A diferença entre o balanço oficial e o excesso de óbitos nessas quatro cidades totaliza 3.300 mortes desde o início da pandemia até o final da semana epidemiológica 19 (10 de maio). Se a maioria delas tiver sido causada pela covid-19, a cifra excederia em muito não apenas os dados do Ministério da Saúde de cada uma das cidades, mas também a estimativa feita pelo Registro Civil de casos suspeitos não contabilizados (cerca de 600-700 até 16 de maio) para todo o país.
O Brasil é um país que, dadas suas dimensões, poderia conter em seu território o dobro da área da União Europeia. É por isso que em tempos de pandemia as diferenças regionais também importam. Os casos estão concentrados no Sudeste (em torno de São Paulo e Rio de Janeiro), no Nordeste (especialmente Recife, Fortaleza e São Luis) e no Norte (Manaus e sua periferia).
Manaus, quatro vezes mais mortes
A situação em Manaus, a principal cidade da Amazônia, é particularmente grave. Nas últimas semanas de abril, os dados do Registro Civil indicavam uma mortalidade agregada que se multiplicava até por quatro em comparação com a de anos anteriores. A curva já está em uma trajetória descendente.
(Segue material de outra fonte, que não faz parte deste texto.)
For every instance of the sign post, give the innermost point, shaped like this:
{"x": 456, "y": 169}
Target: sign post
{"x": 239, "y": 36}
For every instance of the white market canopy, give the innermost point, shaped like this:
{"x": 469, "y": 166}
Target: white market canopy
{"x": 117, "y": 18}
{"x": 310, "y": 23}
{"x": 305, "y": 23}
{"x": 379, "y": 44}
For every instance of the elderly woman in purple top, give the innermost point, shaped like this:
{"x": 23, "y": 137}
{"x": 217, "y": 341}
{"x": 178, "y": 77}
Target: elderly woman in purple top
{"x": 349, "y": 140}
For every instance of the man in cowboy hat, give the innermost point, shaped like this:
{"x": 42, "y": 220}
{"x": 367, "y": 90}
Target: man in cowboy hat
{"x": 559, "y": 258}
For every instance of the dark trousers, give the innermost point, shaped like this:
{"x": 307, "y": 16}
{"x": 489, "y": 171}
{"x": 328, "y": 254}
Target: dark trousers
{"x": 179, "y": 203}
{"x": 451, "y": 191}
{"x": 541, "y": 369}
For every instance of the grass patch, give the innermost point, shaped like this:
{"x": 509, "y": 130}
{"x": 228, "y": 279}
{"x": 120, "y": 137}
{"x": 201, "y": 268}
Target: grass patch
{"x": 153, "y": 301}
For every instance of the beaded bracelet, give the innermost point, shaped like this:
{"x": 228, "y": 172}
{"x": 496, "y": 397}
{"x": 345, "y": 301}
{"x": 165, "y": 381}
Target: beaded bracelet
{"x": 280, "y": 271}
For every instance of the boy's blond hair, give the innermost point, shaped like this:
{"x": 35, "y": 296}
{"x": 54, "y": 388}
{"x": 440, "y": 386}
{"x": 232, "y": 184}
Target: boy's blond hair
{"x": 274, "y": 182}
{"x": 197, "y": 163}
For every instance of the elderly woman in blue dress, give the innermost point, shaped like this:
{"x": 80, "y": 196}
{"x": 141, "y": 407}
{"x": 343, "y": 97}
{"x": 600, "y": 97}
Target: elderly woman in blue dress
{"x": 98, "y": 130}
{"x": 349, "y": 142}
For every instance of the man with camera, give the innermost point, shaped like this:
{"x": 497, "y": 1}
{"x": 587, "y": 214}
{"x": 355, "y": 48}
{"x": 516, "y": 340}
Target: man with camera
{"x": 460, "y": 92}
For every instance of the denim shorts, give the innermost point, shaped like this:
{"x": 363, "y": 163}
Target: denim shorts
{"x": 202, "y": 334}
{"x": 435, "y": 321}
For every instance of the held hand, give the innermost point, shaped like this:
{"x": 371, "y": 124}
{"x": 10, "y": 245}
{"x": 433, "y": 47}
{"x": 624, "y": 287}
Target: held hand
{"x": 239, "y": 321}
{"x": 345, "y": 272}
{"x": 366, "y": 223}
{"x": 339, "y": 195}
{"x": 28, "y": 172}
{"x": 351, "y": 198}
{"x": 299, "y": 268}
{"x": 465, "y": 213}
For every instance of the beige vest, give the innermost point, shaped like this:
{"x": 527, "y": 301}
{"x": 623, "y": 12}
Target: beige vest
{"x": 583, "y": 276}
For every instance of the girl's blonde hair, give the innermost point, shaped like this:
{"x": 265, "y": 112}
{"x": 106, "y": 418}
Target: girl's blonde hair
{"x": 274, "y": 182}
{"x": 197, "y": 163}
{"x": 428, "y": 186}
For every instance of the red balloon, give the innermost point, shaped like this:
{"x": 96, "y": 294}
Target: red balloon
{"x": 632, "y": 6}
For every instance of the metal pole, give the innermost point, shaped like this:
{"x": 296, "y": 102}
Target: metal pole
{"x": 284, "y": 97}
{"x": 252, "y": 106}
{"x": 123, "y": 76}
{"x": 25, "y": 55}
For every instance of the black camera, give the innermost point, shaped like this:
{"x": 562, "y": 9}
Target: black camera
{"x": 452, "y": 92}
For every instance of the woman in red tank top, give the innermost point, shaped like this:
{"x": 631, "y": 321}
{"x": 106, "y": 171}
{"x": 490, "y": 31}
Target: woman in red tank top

O Estado do Amazonas, com uma extensão três vezes maior que a da Espanha, possui 3,5 milhões de habitantes, grande parte deles concentrada em Manaus. Os cartórios registraram um número de mortes, como mostra o gráfico, muito maior do que as 1.413 mortes confirmadas por coronavírus. A rede de saúde da Amazônia possui 450 leitos de UTI, segundo o Ministério da Saúde.
Fortaleza, 189% a mais em uma semana e curva ascendente
Fortaleza está localizada em uma região pobre tem uma das maiores incidências de mortes por covid-19 em relação à população total. O porcentual de óbitos excessivos registrados em uma semana no início de maio é de 189%, com o acréscimo de que a curva era ascendente. O Ceará, cuja capital é Fortaleza, tem 8,4 milhões de habitantes e pouco mais de mil leitos em unidades de terapia intensiva em hospitais.
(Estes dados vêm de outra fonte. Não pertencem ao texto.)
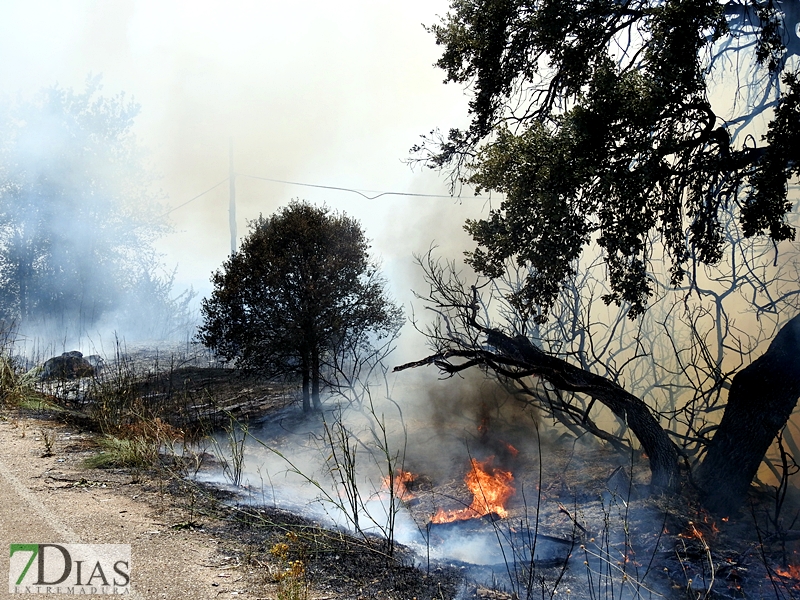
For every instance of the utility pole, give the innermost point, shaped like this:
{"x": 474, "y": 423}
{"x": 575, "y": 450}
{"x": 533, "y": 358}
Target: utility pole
{"x": 232, "y": 204}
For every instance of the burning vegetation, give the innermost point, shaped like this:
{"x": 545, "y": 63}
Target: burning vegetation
{"x": 491, "y": 489}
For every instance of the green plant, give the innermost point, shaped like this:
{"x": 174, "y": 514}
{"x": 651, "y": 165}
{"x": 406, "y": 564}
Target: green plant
{"x": 139, "y": 451}
{"x": 48, "y": 439}
{"x": 291, "y": 574}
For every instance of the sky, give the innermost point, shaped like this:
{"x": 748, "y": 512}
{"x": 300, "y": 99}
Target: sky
{"x": 316, "y": 92}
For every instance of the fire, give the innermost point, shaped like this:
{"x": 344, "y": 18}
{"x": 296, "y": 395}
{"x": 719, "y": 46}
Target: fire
{"x": 790, "y": 572}
{"x": 491, "y": 488}
{"x": 399, "y": 483}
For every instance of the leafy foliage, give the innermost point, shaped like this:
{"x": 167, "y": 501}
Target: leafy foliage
{"x": 595, "y": 120}
{"x": 300, "y": 289}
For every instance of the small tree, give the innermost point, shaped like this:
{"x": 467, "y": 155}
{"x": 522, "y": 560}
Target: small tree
{"x": 300, "y": 289}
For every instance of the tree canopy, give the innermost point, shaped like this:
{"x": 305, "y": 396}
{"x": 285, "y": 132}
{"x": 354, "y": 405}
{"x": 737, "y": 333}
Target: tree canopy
{"x": 78, "y": 217}
{"x": 620, "y": 123}
{"x": 661, "y": 136}
{"x": 297, "y": 297}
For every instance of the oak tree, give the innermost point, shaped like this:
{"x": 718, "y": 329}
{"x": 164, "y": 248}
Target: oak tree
{"x": 628, "y": 129}
{"x": 300, "y": 290}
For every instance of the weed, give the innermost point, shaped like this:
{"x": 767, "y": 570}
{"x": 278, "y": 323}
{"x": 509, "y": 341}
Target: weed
{"x": 137, "y": 452}
{"x": 291, "y": 574}
{"x": 48, "y": 440}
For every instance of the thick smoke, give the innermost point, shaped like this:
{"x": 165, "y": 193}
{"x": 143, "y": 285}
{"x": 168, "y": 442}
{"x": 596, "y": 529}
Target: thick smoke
{"x": 78, "y": 217}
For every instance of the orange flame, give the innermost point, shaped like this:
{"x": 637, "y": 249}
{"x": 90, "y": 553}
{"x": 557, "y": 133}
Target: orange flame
{"x": 491, "y": 488}
{"x": 790, "y": 572}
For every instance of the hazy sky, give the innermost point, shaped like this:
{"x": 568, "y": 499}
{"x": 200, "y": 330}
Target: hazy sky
{"x": 332, "y": 93}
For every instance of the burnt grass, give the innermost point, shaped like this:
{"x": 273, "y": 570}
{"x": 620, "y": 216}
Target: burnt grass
{"x": 686, "y": 554}
{"x": 194, "y": 401}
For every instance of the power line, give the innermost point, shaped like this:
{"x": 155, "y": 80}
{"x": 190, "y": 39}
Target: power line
{"x": 362, "y": 193}
{"x": 195, "y": 198}
{"x": 355, "y": 191}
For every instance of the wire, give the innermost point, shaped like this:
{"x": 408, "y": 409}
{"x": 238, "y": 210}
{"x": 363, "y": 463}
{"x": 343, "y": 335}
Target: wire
{"x": 195, "y": 198}
{"x": 377, "y": 193}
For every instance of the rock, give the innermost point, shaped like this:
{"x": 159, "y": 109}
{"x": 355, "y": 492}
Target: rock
{"x": 70, "y": 365}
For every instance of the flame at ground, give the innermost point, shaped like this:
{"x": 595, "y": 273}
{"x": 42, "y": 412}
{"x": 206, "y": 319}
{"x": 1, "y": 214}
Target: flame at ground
{"x": 399, "y": 484}
{"x": 790, "y": 572}
{"x": 491, "y": 488}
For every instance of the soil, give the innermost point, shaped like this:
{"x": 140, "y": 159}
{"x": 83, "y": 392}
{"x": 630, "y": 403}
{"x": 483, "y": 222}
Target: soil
{"x": 187, "y": 540}
{"x": 193, "y": 541}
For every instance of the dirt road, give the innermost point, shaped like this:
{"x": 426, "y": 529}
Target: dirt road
{"x": 52, "y": 498}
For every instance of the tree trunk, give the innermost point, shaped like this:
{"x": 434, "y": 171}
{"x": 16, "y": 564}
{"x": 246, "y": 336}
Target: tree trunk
{"x": 633, "y": 411}
{"x": 519, "y": 353}
{"x": 306, "y": 381}
{"x": 315, "y": 379}
{"x": 760, "y": 401}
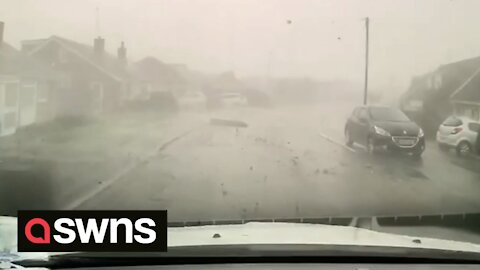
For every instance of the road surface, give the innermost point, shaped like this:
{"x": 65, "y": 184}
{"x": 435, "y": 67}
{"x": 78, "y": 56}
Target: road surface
{"x": 288, "y": 162}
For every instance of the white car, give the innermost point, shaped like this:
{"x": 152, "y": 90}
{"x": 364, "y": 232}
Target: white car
{"x": 459, "y": 133}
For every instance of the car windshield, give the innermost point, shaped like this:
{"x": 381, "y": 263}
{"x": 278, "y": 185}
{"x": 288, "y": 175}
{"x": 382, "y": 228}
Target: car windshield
{"x": 226, "y": 112}
{"x": 387, "y": 114}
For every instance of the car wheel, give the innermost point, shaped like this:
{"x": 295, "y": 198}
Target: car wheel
{"x": 371, "y": 146}
{"x": 464, "y": 149}
{"x": 348, "y": 138}
{"x": 417, "y": 155}
{"x": 442, "y": 147}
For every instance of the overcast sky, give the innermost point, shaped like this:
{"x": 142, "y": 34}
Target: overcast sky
{"x": 325, "y": 39}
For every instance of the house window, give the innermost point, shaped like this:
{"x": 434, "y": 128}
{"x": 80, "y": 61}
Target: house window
{"x": 27, "y": 98}
{"x": 43, "y": 93}
{"x": 475, "y": 114}
{"x": 9, "y": 120}
{"x": 97, "y": 96}
{"x": 474, "y": 127}
{"x": 437, "y": 81}
{"x": 11, "y": 94}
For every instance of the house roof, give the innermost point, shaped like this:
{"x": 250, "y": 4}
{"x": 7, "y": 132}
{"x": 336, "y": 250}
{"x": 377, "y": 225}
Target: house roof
{"x": 469, "y": 91}
{"x": 108, "y": 64}
{"x": 15, "y": 63}
{"x": 154, "y": 70}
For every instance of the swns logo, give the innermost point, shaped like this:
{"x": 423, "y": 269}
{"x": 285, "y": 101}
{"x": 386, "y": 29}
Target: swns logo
{"x": 108, "y": 231}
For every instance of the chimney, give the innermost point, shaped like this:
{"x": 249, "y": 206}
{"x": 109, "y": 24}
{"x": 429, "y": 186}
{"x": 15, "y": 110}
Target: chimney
{"x": 122, "y": 52}
{"x": 99, "y": 45}
{"x": 2, "y": 26}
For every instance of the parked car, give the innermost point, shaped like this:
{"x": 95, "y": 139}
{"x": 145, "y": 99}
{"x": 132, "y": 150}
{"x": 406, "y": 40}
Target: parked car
{"x": 459, "y": 133}
{"x": 384, "y": 128}
{"x": 233, "y": 99}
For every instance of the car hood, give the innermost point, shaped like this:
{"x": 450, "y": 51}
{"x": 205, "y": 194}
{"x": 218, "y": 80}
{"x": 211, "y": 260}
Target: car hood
{"x": 257, "y": 233}
{"x": 399, "y": 128}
Rio de Janeiro, o dobro em uma semana
O Rio de Janeiro registra aumentos menores, mas bastante pronunciados: na semana de transição de abril a maio, a mortalidade se multiplicou por dois em comparação aos anos anteriores. O Estado tem cerca de 4.000 leitos para 17 milhões de habitantes.
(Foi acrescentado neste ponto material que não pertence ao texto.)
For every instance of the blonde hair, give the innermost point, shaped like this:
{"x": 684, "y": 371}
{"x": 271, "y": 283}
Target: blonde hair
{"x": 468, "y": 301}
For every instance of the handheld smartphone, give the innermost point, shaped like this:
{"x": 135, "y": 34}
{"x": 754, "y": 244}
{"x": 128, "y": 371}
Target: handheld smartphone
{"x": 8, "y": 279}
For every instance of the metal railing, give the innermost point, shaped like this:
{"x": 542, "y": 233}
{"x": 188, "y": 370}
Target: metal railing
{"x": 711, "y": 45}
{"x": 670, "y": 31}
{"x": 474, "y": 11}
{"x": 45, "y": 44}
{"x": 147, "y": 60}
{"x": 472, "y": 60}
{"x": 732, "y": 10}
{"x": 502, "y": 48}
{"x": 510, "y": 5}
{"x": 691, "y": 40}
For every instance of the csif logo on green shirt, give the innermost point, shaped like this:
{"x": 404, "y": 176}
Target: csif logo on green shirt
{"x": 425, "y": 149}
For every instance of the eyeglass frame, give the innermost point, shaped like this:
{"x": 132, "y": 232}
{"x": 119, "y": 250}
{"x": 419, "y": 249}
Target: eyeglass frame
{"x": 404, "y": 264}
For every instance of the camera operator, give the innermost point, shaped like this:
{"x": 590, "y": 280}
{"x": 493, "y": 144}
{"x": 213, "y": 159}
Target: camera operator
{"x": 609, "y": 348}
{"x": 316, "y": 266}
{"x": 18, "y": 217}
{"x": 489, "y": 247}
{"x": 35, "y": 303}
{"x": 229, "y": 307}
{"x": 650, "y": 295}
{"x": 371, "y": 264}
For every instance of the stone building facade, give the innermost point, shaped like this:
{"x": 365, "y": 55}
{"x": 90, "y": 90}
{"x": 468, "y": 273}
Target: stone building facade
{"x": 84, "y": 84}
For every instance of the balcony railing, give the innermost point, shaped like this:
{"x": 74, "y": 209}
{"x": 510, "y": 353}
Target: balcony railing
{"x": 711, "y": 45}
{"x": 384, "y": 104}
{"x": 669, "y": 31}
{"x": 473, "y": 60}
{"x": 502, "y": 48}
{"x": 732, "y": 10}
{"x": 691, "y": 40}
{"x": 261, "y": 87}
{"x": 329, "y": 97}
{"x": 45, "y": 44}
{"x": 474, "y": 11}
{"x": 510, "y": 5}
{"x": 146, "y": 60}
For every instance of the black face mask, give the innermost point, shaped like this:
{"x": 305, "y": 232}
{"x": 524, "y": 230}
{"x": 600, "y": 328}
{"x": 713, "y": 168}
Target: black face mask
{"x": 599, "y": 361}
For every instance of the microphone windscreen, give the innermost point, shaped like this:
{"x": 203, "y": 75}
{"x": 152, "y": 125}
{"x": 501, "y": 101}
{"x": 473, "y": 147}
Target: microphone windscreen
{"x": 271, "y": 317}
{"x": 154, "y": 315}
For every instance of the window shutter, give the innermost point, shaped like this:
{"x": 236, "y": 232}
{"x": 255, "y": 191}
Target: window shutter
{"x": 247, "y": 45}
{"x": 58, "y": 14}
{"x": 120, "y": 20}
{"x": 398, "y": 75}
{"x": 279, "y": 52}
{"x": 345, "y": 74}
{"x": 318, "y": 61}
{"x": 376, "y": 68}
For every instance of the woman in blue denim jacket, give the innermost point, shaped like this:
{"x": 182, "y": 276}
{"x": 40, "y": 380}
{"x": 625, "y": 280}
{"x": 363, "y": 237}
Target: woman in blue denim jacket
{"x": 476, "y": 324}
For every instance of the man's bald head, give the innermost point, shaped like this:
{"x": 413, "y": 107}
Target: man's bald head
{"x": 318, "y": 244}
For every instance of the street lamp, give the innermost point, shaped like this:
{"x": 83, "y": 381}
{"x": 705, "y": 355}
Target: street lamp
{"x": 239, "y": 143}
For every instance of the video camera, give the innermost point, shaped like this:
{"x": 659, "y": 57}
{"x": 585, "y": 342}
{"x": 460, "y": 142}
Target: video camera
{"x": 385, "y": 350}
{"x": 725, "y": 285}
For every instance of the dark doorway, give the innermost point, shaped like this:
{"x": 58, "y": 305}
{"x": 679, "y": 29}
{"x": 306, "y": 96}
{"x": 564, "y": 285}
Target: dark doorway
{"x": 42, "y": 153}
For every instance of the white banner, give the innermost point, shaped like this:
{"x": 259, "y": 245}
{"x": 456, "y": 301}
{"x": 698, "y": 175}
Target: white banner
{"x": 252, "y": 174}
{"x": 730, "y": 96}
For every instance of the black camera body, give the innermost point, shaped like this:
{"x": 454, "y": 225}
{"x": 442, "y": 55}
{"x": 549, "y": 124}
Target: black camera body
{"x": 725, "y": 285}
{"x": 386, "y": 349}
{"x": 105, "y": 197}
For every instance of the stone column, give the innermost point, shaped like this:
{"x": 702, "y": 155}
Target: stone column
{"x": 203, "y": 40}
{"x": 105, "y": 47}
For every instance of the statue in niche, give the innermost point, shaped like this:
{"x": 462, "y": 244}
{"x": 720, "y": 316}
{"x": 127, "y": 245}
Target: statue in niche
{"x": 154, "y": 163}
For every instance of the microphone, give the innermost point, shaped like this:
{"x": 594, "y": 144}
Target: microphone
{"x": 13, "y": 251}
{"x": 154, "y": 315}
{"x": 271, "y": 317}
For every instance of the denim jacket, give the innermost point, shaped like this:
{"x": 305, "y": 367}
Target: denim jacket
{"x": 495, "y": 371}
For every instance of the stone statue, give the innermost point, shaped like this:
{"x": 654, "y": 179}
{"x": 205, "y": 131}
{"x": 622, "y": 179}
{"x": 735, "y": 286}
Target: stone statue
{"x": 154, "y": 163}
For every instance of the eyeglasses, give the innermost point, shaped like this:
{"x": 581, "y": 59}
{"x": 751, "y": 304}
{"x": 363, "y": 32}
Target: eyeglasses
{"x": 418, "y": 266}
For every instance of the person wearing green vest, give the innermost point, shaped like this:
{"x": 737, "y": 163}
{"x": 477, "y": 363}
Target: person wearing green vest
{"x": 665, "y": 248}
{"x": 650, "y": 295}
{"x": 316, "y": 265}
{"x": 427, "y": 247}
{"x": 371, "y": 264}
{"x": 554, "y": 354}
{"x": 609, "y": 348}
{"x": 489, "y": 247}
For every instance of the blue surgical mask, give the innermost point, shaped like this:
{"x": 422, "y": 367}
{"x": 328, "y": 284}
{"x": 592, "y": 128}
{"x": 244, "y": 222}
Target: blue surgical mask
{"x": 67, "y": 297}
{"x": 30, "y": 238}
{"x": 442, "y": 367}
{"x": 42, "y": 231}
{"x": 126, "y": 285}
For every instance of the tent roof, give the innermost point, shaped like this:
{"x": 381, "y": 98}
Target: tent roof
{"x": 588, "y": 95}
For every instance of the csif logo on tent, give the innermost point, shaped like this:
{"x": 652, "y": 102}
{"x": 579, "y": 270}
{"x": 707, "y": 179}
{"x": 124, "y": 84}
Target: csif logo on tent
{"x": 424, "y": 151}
São Paulo, pequenos aumentos envolvendo milhares de pessoas
São Paulo apresenta dados menos dramáticos. No entanto, a própria dimensão da cidade, cuja área metropolitana é a mais populosa do país, implica que mesmo excesso de óbitos na faixa de 20% a 30% representam milhares de mortes adicionais em comparação com o que é habitual nesta época do ano. As UTIs da capital estão com 90% de ocupação e as do Estado, em torno de 70%. O Estado, com 45 milhões de habitantes, tem mais de 9.200 UTIs, metade delas na rede pública.